This is the final part of the GenAI playbook. I have been working my way up the competition hierarchy. With Barrier to Entry and Soft Advantages finished in Part 11.
And finally, we are at how GenAI can (maybe) have powerful competitive advantage.

But here’s the problem.
GenAI (thus far) doesn’t have any unique or powerful competitive advantages. And most of what people point to as advantages of GenAI are the effects I have mentioned in this playbook. Such as:
- Dramatically improved services or user experiences
- Early mover advantages
- Knowledge flywheels
- Intelligence capabilities
These aren’t competitive advantages. Here is my list of CA:

So that is the main point of Step 4.
Step 4: There Are Limited Competitive Advantages in GenAI (So Far). Try to Leverage Existing Ones.
I’ll go through the competitive advantages we do see in GenAI. But, per the title of this article, your best strategy is to leverage existing competitive advantages (not related to GenAI). And that is Step 4 in the GenAI Playbook.

Here are my conclusions on competitive advantages in GenAI at this point:
Point 1: GenAI Doesn’t Have Network Effects (Yet)
Network effects are about the interactions between humans. Whether individually or as companies. This can be chatting together (i.e., messenger). Or doing transactions (i.e., marketplaces, dating sites). It can be collaborating (i.e., Microsoft Teams). Or even just using a common language (everyone in Spain speaks Spanish).
These are all examples of network effects and they are all based on interactions between humans. And when there are more people (including those representing companies) connected and interacting, the more valuable the service. That’s a network effect.
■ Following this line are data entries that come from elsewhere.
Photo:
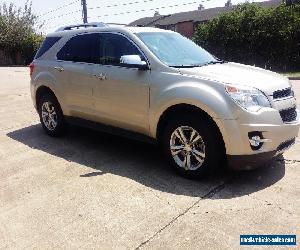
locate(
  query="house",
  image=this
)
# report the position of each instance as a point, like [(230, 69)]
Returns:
[(186, 22)]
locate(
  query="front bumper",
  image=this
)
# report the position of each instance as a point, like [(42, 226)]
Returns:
[(248, 162), (279, 137)]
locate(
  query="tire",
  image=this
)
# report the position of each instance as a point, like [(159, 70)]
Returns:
[(53, 124), (195, 158)]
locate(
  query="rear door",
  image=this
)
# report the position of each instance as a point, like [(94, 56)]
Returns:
[(75, 63)]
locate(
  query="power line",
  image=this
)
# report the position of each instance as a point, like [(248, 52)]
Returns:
[(122, 4), (152, 9), (59, 8), (62, 15)]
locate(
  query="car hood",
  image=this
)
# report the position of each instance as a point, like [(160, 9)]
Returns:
[(234, 73)]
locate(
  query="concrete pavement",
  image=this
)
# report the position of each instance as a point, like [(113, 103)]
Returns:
[(91, 190)]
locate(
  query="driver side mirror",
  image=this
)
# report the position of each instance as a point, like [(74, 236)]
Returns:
[(133, 61)]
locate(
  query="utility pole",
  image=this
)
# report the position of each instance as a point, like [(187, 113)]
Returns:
[(84, 11)]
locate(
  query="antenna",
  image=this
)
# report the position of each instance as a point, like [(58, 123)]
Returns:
[(84, 11)]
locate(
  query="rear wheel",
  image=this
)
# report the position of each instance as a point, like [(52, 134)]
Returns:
[(51, 115), (193, 147)]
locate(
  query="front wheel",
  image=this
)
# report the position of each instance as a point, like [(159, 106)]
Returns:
[(193, 147)]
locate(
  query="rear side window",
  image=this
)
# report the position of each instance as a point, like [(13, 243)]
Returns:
[(46, 45), (81, 48)]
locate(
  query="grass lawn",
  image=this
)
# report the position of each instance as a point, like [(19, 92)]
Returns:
[(291, 74)]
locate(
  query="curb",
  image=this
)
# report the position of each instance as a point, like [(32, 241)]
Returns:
[(294, 77)]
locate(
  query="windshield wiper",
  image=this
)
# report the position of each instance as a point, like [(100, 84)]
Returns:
[(198, 65)]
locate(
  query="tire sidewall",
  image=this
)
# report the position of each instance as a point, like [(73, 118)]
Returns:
[(213, 151), (60, 119)]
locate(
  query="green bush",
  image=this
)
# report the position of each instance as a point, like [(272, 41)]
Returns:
[(17, 35), (250, 34)]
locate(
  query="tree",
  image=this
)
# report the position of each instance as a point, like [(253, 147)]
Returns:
[(201, 7), (228, 3), (17, 34), (251, 34)]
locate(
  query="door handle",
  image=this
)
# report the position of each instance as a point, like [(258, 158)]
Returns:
[(101, 76), (60, 69)]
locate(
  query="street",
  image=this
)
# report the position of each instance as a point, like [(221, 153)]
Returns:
[(92, 190)]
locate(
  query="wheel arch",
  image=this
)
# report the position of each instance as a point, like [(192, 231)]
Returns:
[(184, 108), (41, 91)]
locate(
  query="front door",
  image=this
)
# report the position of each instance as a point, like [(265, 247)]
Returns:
[(76, 63), (121, 94)]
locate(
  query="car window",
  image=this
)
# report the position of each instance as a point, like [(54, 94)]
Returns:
[(46, 45), (81, 48), (113, 46)]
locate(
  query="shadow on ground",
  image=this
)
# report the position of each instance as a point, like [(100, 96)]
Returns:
[(141, 162)]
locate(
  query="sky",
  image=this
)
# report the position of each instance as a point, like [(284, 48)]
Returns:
[(57, 13)]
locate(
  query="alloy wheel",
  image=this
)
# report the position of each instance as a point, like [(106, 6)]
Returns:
[(187, 148)]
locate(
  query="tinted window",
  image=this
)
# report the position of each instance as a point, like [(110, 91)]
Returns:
[(46, 45), (81, 48), (175, 50), (113, 46)]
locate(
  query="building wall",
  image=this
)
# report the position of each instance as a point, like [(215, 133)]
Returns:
[(7, 59)]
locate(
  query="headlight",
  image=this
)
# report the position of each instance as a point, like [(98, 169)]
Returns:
[(249, 98)]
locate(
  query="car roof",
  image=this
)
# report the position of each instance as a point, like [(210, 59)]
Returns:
[(111, 28)]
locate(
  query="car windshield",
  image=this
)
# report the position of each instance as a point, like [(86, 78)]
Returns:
[(175, 50)]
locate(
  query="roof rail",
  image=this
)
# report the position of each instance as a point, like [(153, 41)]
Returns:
[(85, 25)]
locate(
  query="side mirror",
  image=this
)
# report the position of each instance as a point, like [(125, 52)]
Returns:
[(133, 61)]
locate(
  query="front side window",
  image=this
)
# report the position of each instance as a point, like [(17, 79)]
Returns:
[(46, 45), (175, 50), (81, 48), (114, 46)]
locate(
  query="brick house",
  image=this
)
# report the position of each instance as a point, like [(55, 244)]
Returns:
[(186, 22)]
However, we don’t see this in most GenAI tools right now. They are not really about connecting people. In fact, the services they provide don’t seem to involve humans. Most GenAI services are single player services provided by software.
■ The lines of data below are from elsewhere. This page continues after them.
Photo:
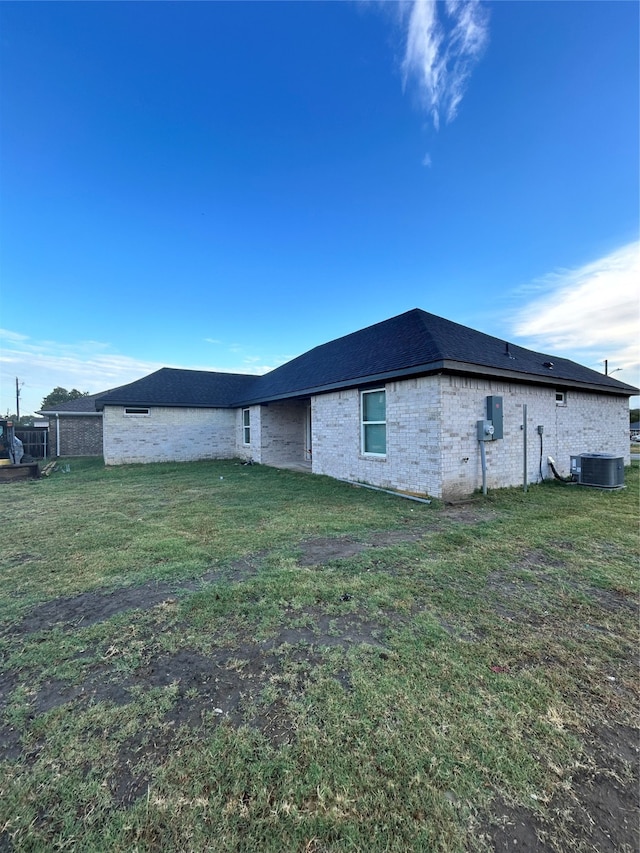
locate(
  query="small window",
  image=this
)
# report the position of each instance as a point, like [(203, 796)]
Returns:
[(246, 426), (374, 422)]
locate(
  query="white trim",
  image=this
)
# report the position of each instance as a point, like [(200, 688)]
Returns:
[(364, 423), (246, 427)]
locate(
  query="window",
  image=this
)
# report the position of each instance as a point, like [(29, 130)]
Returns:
[(374, 422), (246, 426)]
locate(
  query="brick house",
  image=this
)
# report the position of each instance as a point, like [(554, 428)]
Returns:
[(75, 428), (394, 405)]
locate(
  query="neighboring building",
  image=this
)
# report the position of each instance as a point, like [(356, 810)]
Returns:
[(75, 428), (394, 405)]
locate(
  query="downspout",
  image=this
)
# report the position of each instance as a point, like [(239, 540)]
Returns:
[(524, 449)]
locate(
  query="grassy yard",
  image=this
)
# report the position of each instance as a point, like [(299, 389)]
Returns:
[(224, 657)]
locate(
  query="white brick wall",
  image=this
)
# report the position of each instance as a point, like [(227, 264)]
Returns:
[(168, 435), (432, 446)]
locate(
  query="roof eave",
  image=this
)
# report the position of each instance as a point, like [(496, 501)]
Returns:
[(443, 366)]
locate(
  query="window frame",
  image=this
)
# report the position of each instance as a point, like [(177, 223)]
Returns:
[(364, 424)]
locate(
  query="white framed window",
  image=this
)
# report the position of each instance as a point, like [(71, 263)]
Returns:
[(246, 426), (373, 409)]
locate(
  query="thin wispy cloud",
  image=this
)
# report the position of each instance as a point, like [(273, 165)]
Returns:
[(92, 366), (592, 311), (444, 42)]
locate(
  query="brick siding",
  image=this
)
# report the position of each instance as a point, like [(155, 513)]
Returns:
[(168, 434), (432, 447), (79, 435)]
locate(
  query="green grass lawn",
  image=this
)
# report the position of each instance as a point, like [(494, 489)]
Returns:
[(224, 657)]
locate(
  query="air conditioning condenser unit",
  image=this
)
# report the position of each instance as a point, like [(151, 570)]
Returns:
[(603, 470)]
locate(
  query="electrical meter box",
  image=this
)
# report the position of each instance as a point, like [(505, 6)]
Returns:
[(485, 430), (494, 414)]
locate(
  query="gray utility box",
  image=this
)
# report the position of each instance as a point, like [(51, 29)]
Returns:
[(603, 470), (494, 414)]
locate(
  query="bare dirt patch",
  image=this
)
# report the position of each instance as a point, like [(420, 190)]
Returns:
[(597, 811)]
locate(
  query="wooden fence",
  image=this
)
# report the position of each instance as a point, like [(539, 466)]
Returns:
[(35, 442)]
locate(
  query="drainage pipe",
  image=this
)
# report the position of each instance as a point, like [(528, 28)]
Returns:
[(524, 450), (386, 491)]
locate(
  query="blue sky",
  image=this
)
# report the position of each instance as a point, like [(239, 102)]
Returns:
[(226, 185)]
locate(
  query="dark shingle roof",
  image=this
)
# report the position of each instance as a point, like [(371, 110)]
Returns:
[(410, 344), (417, 342), (81, 405), (175, 387)]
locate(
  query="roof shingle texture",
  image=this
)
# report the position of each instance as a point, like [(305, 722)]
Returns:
[(409, 343)]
An example is ChatGPT (and the other chatbots). These AI services are single player. They don’t have interactions with others. There are no network effects.
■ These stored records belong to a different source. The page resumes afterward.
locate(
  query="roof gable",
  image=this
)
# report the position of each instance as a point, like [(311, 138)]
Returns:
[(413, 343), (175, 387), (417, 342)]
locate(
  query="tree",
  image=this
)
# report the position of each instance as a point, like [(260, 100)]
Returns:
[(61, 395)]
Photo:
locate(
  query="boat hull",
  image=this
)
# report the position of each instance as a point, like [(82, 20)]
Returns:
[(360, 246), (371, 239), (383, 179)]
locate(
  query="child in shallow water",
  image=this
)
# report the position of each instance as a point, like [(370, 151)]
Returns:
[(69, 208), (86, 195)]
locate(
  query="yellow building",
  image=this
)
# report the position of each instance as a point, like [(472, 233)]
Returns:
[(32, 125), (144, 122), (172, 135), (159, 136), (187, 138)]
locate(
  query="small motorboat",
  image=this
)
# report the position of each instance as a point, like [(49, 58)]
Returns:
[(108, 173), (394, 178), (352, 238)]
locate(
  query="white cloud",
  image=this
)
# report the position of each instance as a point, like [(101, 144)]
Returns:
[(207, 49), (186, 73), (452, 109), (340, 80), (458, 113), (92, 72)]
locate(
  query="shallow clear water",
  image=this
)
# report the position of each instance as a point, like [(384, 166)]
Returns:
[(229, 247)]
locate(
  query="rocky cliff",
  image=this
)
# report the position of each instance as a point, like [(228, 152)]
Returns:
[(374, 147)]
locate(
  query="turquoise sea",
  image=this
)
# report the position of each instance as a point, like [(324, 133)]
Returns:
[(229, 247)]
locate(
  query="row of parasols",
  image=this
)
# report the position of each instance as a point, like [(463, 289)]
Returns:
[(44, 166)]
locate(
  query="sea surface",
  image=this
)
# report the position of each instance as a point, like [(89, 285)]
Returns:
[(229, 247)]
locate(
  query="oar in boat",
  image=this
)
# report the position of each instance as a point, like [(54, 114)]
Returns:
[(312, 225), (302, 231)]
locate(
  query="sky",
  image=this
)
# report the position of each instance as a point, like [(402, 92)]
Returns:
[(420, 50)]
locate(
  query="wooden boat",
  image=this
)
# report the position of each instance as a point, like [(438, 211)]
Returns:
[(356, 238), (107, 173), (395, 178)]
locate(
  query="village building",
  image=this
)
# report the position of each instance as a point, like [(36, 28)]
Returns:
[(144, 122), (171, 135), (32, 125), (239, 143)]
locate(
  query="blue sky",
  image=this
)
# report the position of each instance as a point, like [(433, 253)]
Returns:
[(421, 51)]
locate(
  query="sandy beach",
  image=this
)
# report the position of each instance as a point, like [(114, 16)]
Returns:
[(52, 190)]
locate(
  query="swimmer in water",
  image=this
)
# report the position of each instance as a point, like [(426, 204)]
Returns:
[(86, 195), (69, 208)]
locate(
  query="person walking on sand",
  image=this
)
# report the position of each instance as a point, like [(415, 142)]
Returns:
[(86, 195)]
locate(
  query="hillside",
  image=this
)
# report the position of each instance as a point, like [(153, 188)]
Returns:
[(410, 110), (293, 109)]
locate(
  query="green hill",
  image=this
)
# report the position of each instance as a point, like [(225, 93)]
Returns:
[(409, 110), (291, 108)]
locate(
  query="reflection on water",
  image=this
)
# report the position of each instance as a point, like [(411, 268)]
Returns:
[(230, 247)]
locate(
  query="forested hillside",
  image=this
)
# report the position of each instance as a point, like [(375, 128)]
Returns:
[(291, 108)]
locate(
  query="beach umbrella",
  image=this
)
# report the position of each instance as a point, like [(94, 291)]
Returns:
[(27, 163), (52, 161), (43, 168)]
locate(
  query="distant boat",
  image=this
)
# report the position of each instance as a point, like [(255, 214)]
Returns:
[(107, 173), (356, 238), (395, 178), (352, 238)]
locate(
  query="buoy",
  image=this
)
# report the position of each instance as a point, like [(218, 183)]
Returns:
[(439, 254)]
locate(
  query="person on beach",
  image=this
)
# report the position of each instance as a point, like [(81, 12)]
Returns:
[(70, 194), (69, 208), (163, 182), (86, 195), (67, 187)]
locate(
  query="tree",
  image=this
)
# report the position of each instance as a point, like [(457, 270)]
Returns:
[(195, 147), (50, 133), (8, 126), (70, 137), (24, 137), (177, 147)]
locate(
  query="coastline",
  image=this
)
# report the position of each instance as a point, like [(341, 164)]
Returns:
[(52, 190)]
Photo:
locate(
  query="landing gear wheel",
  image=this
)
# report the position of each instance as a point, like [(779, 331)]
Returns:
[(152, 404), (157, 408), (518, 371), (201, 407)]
I thought we might see ChatGPT add an App Store, which would turn it into a platform with network effects (like the Google Play Store). But it hasn’t really happened yet.
Another example is robotaxis, which are a great AI service. But there are no drivers. So, we don’t see a marketplace platform with network effects like Uber.
A final example is image and video generation. Services like Sora. These are great AI services but there is no sharing like on Instagram and TikTok. We don’t see a content creator platforms or network effects.
So that’s Point 1. Most AI services (thus far) are not showing network effects. I’m hunting for exceptions.
And this is a big problem. Because software is ruthlessly competitive. And much of the profits in software in the past 25 years were the results of network effects that limited this competition.
Point 2: GenAI Doesn’t Get That Much Advantage from Economies of Scale Alone
Getting bigger is the default strategy in business. More customers. More production. More staff. More fixed assets. And so on.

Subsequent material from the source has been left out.